All my life I have wanted to write. You know that. You bought me my first ever typewriter for my 18th birthday. It was the last present you got me. You gave me my love of words and inadvertently my need to set stuff down in words. Words empower me. They let me control things. I can say anything. I can make anything happen.
Only I can’t. Over the years I’ve become a technical writer. I can report things. I can analyse things. But I cannot make things up.
I think that is because before I can tell an untrue story, I need to tell a true one. Mine. And the bit of mine that is also yours.
And I’m not engaging in some kind of reverse arrogance when I say what that would turn out to be is a misery memoir. Of the worst kind. Where nothing is tragic enough, where nothing is so terrible that you can’t see a way through, but where the author is telling it like its a constant living hell. And that’s not the story I want to tell.
The most fundamental and important relationship I have ever had was with you. Dad died when I was under two years old and I grew up with you, your dad, (my grandad Peter) and her, then later with my stepfather Ken. You died when I was 18, and we never spoke as adults.
There is so much I never said to you and so much I didn’t understand. I want to get to know you again. To have you back by my side. And the best thing I can do is write to you.
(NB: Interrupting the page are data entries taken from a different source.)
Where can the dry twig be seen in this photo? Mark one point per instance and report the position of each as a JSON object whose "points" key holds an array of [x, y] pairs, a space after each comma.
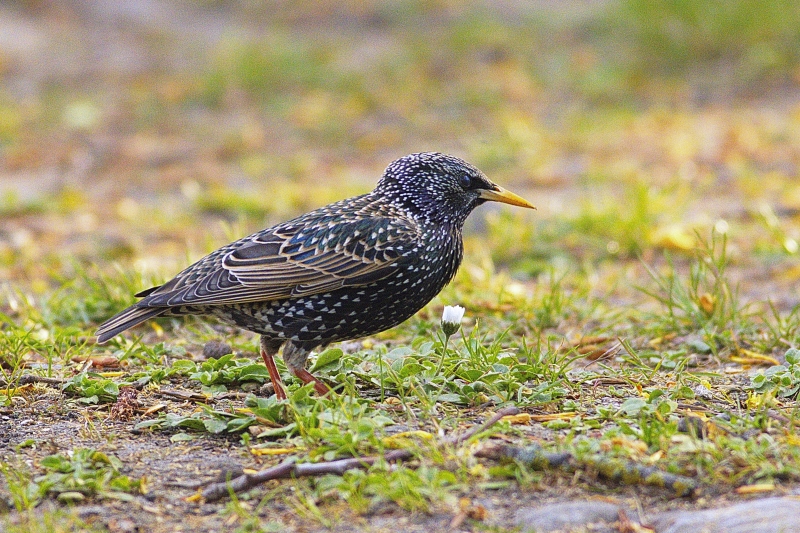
{"points": [[291, 469]]}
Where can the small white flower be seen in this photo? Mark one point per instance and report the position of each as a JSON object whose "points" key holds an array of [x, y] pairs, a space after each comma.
{"points": [[451, 318]]}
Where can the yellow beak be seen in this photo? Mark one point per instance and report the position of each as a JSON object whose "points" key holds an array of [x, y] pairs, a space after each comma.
{"points": [[499, 194]]}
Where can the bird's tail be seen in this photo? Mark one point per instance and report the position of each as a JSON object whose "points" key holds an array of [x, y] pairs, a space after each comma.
{"points": [[126, 320]]}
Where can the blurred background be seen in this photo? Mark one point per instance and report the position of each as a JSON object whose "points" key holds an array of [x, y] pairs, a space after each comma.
{"points": [[149, 132]]}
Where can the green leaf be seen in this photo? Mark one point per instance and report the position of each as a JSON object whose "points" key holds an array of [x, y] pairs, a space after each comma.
{"points": [[328, 358]]}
A lot happened. A lot of hard stuff, stuff you learn not to talk about. I like to think if my you had lived though that by now, we’d have talked about it. And I’d have understood more. And what’s more I wouldn’t have all this stuff jamming up my head. I know a lot of people tell me they can’t have this sort of conversation with their mothers. And I get that. Its sad and rotten and must be so frustrating. But I know if you were alive these are the conversations we’d have had. You were always pretty cool.
The first thing you might notice is that the years don’t quite work. My chronology is fucked. My life falls into some fairly straightforward temporal spaces – before Dad died – before you married Ken – before John arrived – before you died – after you died – after I married Vincent – before I left Vincent – before she was arrested – before the trial – after the trial.
I struggle to get things in date order and to place them right in the story of my life. That would be another great big block to writing a “misery memoir”. How could I give anything an order if I can’t remember the dates or even years where stuff happened? So for now its just you and me, and its not just misery.
I think perhaps in time the dates will fall into place. I also think in some ways its less the order as it happened than the order as I recall it that’s important. I also know if I was having these conversations you, you’d know, just as I do, when these things happened – and you wouldn’t get hung up on that.
You’ll also find the tenses slip. They do and I’m inclined not to fix that. Its the nature of memory that some of it is striking, vivid, unbound by time. For me some of this is still happening now, other stuff is under cobwebs behind a memory of the cover of Smash Hits in 1980.
I hope you can bear with me while I go over our life together. I also want to tell you what’s happened since you died, and why perhaps its taken me so long to get back to you.
So pour yourself a whiskey and light a cigarette. I can smell the Max Factor make up on your cheek and hear the silver bangles on your wrists. Lets talk.